Avoid harmful fall-out from outages with extreme reliability at marginal cost

Pragmatic solutions based on emergency national roaming do not have to compromise operators’ assets or businesses

Across the western world, failures in communications networks are infrequent, but come at the expense of personal safety, data security and business continuity. The recent Rogers outage in Canada lasted nearly a day, while the UK experienced a similar outage in December 2018 from O2’s network. Both felt like they lasted a very long time because our economy is internet-reliant and they become more problematic in an emergency, when people need to call the emergency response services.

Recently Rogers acknowledged that 2.92 million wireline and 10.242 million wireless customers were impacted during the blackout. While subsequent reports determined that it did not breach service level agreements (SLA) with retail customers, Rogers is assessing if it breached SLAs with its vendors.

Update errors

Rogers’ outage was caused by an update to the distribution routers in its network, which caused Rogers’ internet gateway, core gateway and distribution routers to cease communication with one another, as well as with Rogers’ cellular, enterprise and cable networks.

The network of mobile operator O2 experienced an outage in December 2018 affecting all of its 25 million customers. A recent Ofcom inquiry concluded that O2’s outage was significant, and that the disruption was caused by an issue with software provided by Ericsson. A fault in this critical software, linked to the expiry of a ‘security certificate’, caused the software to fail and disrupted O2’s network[1].

Both these outages were caused by software bugs – unintentional errors rather than malicious activity – and made headline news for good reason: millions are inconvenienced or put at risk. We have recently seen IoT networks fail, impacting or idling a variety of systems such as information signs, in-store payments, mobility networks and more.

So the question is whether these very public failures of policy and of systems are fixable?

The path to network reliability

Outages like those described are rare, which is partly why they make front-page news. There has not been a complete failure of a mobile network in the UK since 2018, but there have been many less notorious cases of local unavailability of services and applications.

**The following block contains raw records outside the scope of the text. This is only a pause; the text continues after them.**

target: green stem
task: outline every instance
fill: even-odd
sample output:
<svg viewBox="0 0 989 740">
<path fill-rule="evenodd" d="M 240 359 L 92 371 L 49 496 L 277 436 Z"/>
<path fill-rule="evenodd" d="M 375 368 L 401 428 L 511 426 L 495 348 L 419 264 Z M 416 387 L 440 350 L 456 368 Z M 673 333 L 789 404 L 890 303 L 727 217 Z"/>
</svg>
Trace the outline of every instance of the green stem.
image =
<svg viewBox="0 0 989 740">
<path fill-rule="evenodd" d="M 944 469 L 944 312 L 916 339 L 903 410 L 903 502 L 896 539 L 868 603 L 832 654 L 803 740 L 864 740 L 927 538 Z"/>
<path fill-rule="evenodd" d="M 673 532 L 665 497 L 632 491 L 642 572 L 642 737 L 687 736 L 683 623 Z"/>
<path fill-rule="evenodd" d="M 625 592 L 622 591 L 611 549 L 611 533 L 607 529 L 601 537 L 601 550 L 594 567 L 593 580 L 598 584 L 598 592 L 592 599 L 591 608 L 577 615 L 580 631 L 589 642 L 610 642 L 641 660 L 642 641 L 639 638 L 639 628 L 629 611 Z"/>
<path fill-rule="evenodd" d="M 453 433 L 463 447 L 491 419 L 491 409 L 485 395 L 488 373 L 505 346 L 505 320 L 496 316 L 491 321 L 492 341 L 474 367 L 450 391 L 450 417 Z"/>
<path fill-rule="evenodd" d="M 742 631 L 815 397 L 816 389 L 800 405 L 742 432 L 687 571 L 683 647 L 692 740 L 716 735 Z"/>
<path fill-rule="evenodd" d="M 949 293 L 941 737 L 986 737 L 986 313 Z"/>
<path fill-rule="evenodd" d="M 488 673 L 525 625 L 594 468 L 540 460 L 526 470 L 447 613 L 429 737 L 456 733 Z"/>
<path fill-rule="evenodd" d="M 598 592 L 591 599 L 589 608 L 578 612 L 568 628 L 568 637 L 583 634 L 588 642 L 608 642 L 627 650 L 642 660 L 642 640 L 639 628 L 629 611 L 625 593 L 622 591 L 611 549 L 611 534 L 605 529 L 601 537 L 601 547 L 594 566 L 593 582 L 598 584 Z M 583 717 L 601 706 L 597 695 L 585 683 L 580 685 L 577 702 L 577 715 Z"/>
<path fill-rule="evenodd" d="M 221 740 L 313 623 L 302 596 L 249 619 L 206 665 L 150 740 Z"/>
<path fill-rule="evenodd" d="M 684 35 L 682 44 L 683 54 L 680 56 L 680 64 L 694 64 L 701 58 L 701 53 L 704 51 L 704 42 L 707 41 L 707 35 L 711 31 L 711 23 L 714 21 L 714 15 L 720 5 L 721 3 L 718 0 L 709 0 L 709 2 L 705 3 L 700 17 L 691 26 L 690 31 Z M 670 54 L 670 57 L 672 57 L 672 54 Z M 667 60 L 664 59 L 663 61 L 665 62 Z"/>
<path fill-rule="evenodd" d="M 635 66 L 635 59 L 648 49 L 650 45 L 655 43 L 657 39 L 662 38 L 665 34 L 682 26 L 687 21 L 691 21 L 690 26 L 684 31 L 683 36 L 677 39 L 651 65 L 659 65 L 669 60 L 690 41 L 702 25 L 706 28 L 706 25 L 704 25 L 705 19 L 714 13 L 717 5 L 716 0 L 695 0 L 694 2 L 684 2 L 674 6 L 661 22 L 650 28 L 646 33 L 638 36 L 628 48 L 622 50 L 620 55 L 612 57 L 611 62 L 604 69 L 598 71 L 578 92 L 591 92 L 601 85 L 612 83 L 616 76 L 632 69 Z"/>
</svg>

Mobile networks comprised millions of lines of code and some of the most advanced technology in existence. That they fail as infrequently as they do is amazing (by way of comparison, just think how often your PC or laptop needs a reboot). While we should ensure that they are as reliable as possible, complete reliability is not feasible, and going from, for example, one failure every five years to one every 20 years carries a very high cost that will be passed onto consumers who may not value the additional reliability as much as the raised cost. So all stakeholders must accept that perfection is a journey not a destination, and that the risks are always with us.

Potential solutions

Governments often believe that they should get involved – not least when loud calls for “something to be done” echo in national parliaments – and there can be a role for intervention, but like most things done in haste, they tend to be ill-judged. Governments focus on security threats and worry loudly about Chinese equipment, and while these are potential risks, they should worry at least as much about insufficiently tested software and unintended errors.

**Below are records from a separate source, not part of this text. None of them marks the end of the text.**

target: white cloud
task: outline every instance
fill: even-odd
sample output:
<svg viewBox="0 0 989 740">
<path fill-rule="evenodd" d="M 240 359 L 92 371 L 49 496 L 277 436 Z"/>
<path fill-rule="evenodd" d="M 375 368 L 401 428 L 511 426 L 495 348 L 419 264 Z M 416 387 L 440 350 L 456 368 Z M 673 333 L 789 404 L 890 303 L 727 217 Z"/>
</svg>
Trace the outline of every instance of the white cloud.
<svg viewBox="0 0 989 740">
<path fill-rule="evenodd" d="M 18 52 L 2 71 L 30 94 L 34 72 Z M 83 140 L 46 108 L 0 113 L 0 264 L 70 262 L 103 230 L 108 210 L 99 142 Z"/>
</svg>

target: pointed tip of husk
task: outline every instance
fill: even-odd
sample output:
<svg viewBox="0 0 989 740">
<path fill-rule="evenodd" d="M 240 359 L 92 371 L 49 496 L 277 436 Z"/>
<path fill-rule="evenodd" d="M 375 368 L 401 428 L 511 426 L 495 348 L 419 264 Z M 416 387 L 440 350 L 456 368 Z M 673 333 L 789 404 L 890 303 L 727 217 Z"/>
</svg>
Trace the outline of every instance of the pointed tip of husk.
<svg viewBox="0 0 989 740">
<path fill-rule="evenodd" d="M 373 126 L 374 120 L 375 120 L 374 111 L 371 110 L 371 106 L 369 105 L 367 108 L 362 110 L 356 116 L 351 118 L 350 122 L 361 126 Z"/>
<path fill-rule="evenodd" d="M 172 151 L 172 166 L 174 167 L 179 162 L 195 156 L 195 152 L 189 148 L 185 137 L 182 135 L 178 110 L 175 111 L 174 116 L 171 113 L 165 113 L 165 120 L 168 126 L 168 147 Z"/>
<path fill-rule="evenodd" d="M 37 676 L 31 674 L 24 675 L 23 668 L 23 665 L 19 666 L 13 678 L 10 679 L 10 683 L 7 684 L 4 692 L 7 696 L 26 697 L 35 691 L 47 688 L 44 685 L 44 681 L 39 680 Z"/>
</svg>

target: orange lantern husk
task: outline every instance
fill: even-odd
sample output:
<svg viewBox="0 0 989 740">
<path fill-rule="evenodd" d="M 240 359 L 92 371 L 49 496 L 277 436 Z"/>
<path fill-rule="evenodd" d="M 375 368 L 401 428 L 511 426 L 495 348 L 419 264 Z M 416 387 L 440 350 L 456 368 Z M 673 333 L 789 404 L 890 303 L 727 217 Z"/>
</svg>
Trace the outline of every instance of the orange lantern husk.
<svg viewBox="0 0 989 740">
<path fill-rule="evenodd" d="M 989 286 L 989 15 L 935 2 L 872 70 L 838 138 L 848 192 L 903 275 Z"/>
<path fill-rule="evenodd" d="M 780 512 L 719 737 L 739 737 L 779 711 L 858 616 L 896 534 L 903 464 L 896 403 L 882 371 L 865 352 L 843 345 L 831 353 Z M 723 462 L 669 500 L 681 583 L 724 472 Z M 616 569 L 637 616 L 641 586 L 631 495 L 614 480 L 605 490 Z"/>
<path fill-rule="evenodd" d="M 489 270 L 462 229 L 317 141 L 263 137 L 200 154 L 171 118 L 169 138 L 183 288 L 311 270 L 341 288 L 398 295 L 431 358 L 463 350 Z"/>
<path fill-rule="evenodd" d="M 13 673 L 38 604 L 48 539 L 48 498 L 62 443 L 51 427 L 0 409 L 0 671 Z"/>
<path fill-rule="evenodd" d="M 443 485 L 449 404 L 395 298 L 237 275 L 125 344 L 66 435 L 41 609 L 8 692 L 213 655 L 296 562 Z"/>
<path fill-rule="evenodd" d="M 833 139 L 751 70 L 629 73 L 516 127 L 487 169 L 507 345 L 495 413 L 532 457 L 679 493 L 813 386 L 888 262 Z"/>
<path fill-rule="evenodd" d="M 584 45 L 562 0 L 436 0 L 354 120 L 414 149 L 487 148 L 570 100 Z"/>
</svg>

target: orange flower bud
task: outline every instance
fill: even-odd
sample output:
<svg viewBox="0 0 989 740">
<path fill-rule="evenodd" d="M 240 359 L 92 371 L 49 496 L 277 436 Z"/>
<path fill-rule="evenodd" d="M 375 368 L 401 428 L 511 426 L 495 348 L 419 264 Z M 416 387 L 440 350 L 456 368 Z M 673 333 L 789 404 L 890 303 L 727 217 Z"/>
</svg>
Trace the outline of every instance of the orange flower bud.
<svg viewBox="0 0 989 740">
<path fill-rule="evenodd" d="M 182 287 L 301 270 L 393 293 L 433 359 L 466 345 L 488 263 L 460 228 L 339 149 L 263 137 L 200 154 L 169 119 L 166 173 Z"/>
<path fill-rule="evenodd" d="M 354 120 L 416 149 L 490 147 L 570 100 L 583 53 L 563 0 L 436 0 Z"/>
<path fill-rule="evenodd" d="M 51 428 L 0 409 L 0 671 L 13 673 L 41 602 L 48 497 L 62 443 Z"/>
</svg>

Governments also tend to believe that having more suppliers lowers risk, which is true in part, but each supplier is as likely to have bugs in their code as another. The more suppliers there are, the harder it is to ensure that their equipment can be integrated and that their code is error-free. Finally, Government intervention in a competitive market (arguably not the case in Canada today, to revisit that example) is difficult and risks market distortions.

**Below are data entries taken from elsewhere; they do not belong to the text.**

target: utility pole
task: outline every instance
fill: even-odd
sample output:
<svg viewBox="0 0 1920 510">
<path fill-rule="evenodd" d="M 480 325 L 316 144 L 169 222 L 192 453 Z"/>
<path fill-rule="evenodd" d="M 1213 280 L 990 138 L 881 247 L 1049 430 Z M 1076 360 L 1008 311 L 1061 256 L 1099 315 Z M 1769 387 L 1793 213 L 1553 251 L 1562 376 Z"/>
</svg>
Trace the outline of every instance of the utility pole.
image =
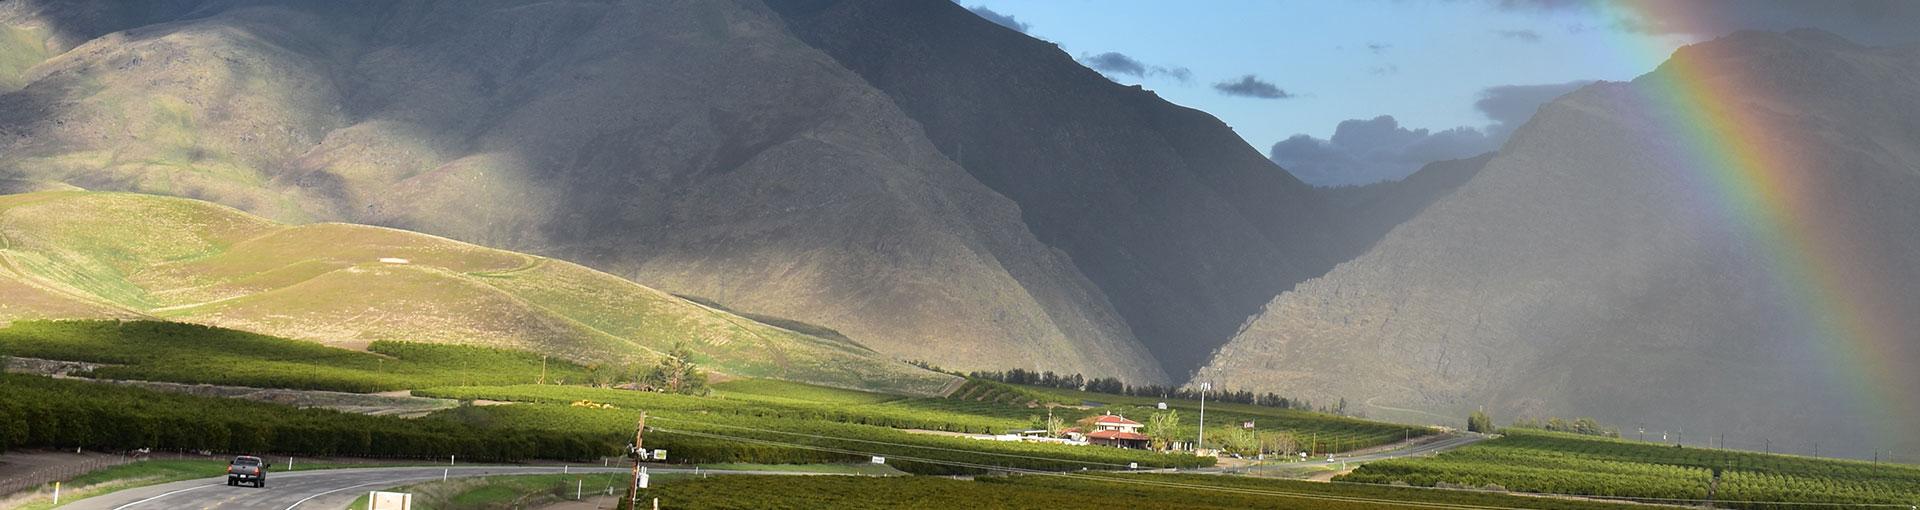
<svg viewBox="0 0 1920 510">
<path fill-rule="evenodd" d="M 633 483 L 627 488 L 627 508 L 638 508 L 634 505 L 640 501 L 640 452 L 645 451 L 641 450 L 640 433 L 646 431 L 647 412 L 640 411 L 640 420 L 633 424 L 633 448 L 627 451 L 633 456 Z"/>
<path fill-rule="evenodd" d="M 547 383 L 547 355 L 542 354 L 540 355 L 540 381 L 534 384 L 546 384 L 546 383 Z"/>
<path fill-rule="evenodd" d="M 1193 445 L 1195 453 L 1207 447 L 1207 392 L 1211 390 L 1213 383 L 1200 383 L 1200 440 Z"/>
<path fill-rule="evenodd" d="M 1813 458 L 1816 458 L 1816 459 L 1820 458 L 1820 442 L 1819 441 L 1813 442 Z"/>
<path fill-rule="evenodd" d="M 1767 442 L 1767 449 L 1766 449 L 1766 452 L 1767 452 L 1768 454 L 1772 454 L 1772 453 L 1773 453 L 1773 440 L 1772 440 L 1772 439 L 1766 439 L 1766 438 L 1762 438 L 1762 439 L 1761 439 L 1761 441 L 1766 441 L 1766 442 Z"/>
</svg>

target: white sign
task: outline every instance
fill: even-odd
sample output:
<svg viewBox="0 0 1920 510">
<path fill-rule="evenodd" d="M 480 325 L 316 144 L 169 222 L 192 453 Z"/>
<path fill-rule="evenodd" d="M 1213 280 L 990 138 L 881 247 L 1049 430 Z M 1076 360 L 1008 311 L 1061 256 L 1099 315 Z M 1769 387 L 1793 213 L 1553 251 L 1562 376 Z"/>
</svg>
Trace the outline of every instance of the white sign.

The best form of resilience is technological redundancy: having a second option available when the first, inevitably, fails. Generally, in G7 countries we do; when the mobile network fails, devices shift to Wi-Fi, often without us noticing. Of course, Wi-Fi only works in or near buildings, so is not a perfect substitute and there are ever more people who work, live or travel outside Wi-Fi coverage. The same is true in reverse: if Wi-Fi or broadband fail, we can switch to cellular data, using a mobile hotspot to connect Wi-Fi only devices.

Satellite solutions can help

Satellite connectivity can also play a role in some cases, not least in less connected jurisdictions, although only the most up-to-date space solutions have the capacity to be a complete solution.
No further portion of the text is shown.